Liquid chromatography of thin stillage

Anions and organic acids were analyzed by hydroxide-selective anion exchange chromatography. Samples were injected onto a 250 × 4 mm AS11-HC column (Thermo Scientific) equipped with a 50 × 4 mm AG11-HC IonPac guard column kept at 30 °C. The instrument used was a Thermo Scientific IC-5000+ with cooled autosampler, isocratic pump, eluent generator, thermostatted column compartment, and suppressed conductivity detector. Compounds were eluted at a flow rate of 2 mL/min and a hydroxide gradient of 0.2 mM isocratic for 6 min, then over 5 min to 5 mM, then over 16 min to 40 mM. Detection was performed by suppressed conductivity.

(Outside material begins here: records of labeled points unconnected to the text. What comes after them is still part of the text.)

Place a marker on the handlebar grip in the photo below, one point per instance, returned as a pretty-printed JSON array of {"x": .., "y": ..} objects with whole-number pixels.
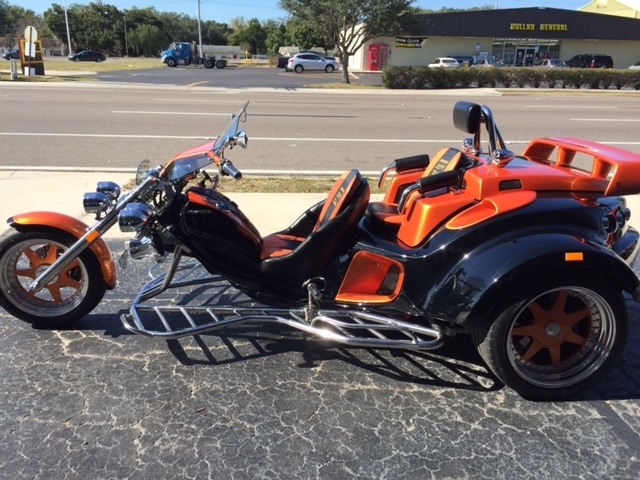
[
  {"x": 227, "y": 168},
  {"x": 409, "y": 163}
]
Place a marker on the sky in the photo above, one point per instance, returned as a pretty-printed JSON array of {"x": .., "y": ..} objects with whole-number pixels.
[{"x": 223, "y": 12}]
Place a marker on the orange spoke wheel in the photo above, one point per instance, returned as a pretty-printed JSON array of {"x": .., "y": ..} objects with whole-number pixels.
[
  {"x": 556, "y": 340},
  {"x": 68, "y": 296}
]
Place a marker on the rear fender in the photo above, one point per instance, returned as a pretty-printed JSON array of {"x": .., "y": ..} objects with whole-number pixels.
[
  {"x": 72, "y": 226},
  {"x": 486, "y": 276}
]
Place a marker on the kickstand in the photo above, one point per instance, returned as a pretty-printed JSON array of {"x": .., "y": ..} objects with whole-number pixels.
[{"x": 314, "y": 288}]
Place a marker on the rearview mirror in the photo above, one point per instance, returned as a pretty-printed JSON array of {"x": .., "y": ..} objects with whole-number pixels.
[{"x": 466, "y": 117}]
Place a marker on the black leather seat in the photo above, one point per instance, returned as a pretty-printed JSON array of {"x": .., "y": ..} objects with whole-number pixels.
[{"x": 304, "y": 249}]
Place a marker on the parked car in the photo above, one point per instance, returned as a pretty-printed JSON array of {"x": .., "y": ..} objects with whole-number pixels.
[
  {"x": 311, "y": 61},
  {"x": 462, "y": 60},
  {"x": 282, "y": 62},
  {"x": 444, "y": 62},
  {"x": 551, "y": 63},
  {"x": 88, "y": 56},
  {"x": 484, "y": 63},
  {"x": 12, "y": 55},
  {"x": 590, "y": 60}
]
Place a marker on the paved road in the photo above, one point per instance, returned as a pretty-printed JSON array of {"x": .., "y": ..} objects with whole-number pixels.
[
  {"x": 93, "y": 401},
  {"x": 243, "y": 77},
  {"x": 116, "y": 126}
]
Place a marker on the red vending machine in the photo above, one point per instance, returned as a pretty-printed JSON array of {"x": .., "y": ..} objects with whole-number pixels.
[{"x": 378, "y": 57}]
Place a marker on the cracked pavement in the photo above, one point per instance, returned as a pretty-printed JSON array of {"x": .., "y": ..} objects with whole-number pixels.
[{"x": 95, "y": 401}]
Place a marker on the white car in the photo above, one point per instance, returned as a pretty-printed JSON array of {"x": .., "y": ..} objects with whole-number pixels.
[
  {"x": 311, "y": 61},
  {"x": 551, "y": 63},
  {"x": 444, "y": 62}
]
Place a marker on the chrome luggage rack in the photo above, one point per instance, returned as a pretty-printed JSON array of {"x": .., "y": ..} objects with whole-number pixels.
[{"x": 182, "y": 318}]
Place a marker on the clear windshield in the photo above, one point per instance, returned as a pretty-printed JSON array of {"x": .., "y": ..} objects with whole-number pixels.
[
  {"x": 188, "y": 166},
  {"x": 231, "y": 131}
]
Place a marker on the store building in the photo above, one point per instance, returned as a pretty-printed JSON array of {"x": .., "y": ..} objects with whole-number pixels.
[{"x": 518, "y": 36}]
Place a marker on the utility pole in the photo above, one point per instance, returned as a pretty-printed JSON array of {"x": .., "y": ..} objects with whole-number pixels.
[
  {"x": 126, "y": 46},
  {"x": 199, "y": 32},
  {"x": 66, "y": 20}
]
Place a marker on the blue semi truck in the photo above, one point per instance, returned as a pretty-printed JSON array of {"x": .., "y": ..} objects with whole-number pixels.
[{"x": 185, "y": 53}]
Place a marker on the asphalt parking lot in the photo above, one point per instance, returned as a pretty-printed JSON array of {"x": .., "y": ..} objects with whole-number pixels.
[{"x": 94, "y": 401}]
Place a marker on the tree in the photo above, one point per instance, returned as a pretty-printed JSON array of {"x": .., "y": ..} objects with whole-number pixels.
[
  {"x": 250, "y": 36},
  {"x": 348, "y": 24}
]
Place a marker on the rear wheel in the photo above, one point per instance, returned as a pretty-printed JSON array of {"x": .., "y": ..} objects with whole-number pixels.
[
  {"x": 556, "y": 339},
  {"x": 69, "y": 296}
]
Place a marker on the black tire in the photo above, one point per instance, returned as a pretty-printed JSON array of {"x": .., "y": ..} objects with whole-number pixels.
[
  {"x": 555, "y": 338},
  {"x": 68, "y": 297}
]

Monosaccharides were analyzed by anion exchange chromatography using a Thermo Scientific IC-5000+ instrument as described above except that a pulsed amperometric detector was used. The column used was a 150 × 3 mm CarboPac PA20 (Thermo Scientific) equipped with a 30 × 3 mm CarboPac PA20 guard column (Thermo Scientific). Compounds were eluted isocratically with 2 mM hydroxide at a flow rate of 0.4 mL/min and detected by pulsed amperometric detection.

Glycerol, ethanol, 5-HMF, and furfural were analyzed using a 300 × 7.8 mm HPX-87H column (BioRad, Richmond, CA, USA) equipped with a 30 × 4.6 mm Micro-Guard Cation H cartridge (BioRad). Compounds were eluted isocratically with 5 mM sulfuric acid at a flow rate of 0.6 mL/min and detected by refractive index detection (glycerol, ethanol) or UV (5-HMF, furfural).

All compounds were quantified by external calibration using mixtures of standards (purity ≥98 %) or using the combined seven anion standard (Thermo Scientific, San Jose, CA, USA).